Оркестр долго оставался у Анхелики Мерседес. Никто не поверил бы, что он когда-нибудь уйдет от нее и начнет играть в городе. Но это тем не менее произошло, и поначалу мангачи осудили музыкантов. Но потом они поняли, что в отличие от Мангачерии жизнь меняется. С тех пор как в Пьюре начали открываться бордели, оркестр засыпали выгодными предложениями, а есть соблазны, перед которыми невозможно устоять. И кроме того, хотя дон Ансельмо, Молодой и Болас выступали теперь в городе, жили они по-прежнему в предместье и бесплатно играли на всех мангачских празднествах.
На этот раз дело приняло скверный оборот: оркестр перестал играть, непобедимые остановились на танцевальной площадке и, не отпуская своих дам, уставились на Семинарио. И молодой Алехандро сказал:
Тут-то и началась настоящая заваруха, потому что пошли в ход револьверы.
— Пьяница! — крикнула Дикарка. — Он их все время задирал. Сам виноват, что отправился на тот свет, так ему и надо, нахалу!

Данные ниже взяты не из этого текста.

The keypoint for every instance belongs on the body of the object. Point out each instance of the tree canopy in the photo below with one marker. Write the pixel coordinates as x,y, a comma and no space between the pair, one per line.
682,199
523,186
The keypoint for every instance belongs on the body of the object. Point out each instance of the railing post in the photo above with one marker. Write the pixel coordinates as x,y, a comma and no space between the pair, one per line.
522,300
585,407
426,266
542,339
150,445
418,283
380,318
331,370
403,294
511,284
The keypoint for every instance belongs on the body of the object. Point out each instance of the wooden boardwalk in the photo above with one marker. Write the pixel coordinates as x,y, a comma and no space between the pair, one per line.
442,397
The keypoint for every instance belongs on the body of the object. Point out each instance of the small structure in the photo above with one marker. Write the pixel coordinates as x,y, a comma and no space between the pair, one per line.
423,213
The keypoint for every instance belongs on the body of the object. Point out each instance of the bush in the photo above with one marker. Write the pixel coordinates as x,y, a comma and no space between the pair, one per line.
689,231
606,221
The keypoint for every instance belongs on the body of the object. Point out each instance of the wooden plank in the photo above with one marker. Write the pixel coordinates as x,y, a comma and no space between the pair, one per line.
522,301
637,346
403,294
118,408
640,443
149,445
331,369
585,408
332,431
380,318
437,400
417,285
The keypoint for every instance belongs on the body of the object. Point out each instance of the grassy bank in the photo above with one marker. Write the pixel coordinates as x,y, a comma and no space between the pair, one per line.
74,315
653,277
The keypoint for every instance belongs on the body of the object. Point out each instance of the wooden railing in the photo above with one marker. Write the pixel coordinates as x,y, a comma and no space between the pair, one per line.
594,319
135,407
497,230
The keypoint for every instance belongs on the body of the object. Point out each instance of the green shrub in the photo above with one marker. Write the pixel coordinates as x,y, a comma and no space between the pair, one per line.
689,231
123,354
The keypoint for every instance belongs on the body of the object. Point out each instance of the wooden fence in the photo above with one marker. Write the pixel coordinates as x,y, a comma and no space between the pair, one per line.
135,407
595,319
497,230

Сержант отпустил Сандру, шагнул вперед — сеньор думает, что разговаривает со своими слугами? -и Семинарио, запинаясь, — ах вот как, ты, значит, ершистый — и тоже двинулся вперед, колыхнув свою огромную тень на дощатой стене в голубых, зеленых и лиловых отсветах, сделал шаг — кусок дерьма! — другой и вдруг с ошеломленным видом остановился как вкопанный. Сандра взвизгнула от смеха.
— Литума наставил на него револьвер, — сказала Чунга. — Он выхватил его так быстро, что никто и опомниться не успел, точь-в-точь как в ковбойских фильмам
— Он был в своем праве, — пробормотала Дикарка. — Не мог же он без конца терпеть унижения.
Непобедимые и девицы бросились к бару. Сержант и Семинарио мерили друг друга взглядом. Литума не любит забияк, сеньор, они ему ничего не сделали, а он держит себя с ними как со слугами. Ему очень жаль, но он не может позволить этого сеньору.
— Не пускай дым мне в лицо, — сказала Чунга.
— А он тоже вытащил револьвер? — сказала Дикарка.
— Нет, — сказал Молодой, — он только положил руку на кобуру и поглаживал ее, как щеночка.
— Испугался! — воскликнула Дикарка. — Литума сбил с него спесь.
— Я думал, что в нашем краю уже нет мужчин, — сказал Семинарио, — что все пьюранцы обабились и стали слюнтяями. Но оказывается, еще остался этот чоло. Только ты еще не знаешь Семинарио.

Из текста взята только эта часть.